WPUT

Brewster, New York; United States;
- Frequency: 1510 kHz

Ownership
- Owner: Townsquare Media; (Townsquare Media Danbury License, LLC);

History
- First air date: 1963
- Last air date: November 5, 2014
- Former call signs: WBRW (1963–1967)

Technical information
- Facility ID: 67814
- Class: D
- Power: 1,000 watts day
- Transmitter coordinates: 41°24′34.3″N 73°37′27.5″W﻿ / ﻿41.409528°N 73.624306°W

= WPUT (AM) =

WPUT (1510 AM) was a radio station licensed to Brewster, New York, United States. The station was owned and operated by Townsquare Media. The station operated on a Class D license and was in operation during daytime hours only, to protect Class-A clear-channel station WLAC in Nashville, Tennessee at night.

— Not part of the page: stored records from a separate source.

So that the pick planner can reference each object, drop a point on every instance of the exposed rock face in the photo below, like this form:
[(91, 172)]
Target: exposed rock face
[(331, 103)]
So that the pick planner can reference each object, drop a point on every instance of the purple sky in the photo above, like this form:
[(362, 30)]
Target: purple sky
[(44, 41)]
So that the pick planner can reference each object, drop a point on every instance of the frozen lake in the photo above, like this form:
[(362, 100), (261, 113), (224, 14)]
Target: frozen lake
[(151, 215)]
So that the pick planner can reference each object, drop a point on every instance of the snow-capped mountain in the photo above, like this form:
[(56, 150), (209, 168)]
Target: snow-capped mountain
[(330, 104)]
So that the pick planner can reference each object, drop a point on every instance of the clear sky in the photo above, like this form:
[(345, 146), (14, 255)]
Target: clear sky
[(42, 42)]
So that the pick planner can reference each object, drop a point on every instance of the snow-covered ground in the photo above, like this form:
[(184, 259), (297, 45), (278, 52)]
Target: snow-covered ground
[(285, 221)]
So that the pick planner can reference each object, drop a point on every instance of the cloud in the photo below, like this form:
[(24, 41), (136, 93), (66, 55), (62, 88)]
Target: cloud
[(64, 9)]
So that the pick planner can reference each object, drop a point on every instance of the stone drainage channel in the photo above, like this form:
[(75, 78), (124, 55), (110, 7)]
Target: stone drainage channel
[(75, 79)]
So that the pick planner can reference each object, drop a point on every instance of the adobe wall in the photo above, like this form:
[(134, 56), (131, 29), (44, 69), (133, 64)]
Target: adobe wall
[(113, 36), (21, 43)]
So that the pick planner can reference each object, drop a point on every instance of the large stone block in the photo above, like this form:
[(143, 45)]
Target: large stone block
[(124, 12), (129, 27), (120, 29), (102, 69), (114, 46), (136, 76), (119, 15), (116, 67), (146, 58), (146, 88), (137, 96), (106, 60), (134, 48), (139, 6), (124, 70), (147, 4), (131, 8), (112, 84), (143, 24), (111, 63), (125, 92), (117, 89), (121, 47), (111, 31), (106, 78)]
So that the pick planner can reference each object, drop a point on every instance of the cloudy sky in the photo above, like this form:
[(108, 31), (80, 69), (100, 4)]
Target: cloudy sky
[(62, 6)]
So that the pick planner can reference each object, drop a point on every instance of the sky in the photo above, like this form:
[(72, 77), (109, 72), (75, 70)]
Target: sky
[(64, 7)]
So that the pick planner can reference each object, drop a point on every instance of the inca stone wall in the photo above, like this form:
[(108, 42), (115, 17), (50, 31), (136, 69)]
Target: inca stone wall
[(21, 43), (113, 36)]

In December 2012, WPUT and WINE became affiliates of CBS Sports Radio.

On August 30, 2013, a deal was announced in which Townsquare Media would acquire 53 Cumulus Media stations, including WPUT, for $238 million. The deal was part of Cumulus' acquisition of Dial Global; Townsquare and Dial Global are both controlled by Oaktree Capital Management. The sale to Townsquare was completed on November 14, 2013.

WPUT signed off the air on November 5, 2014, at 3:42 PM. Townsquare Media would return WPUT's license to the FCC on May 18, 2015. The WPUT tower was eventually taken down and Townsquare then sold the Prospect Hill Rd property to a tree service company. An FM station in nearby North Salem would take on the WPUT call sign the following month; the two stations are not connected.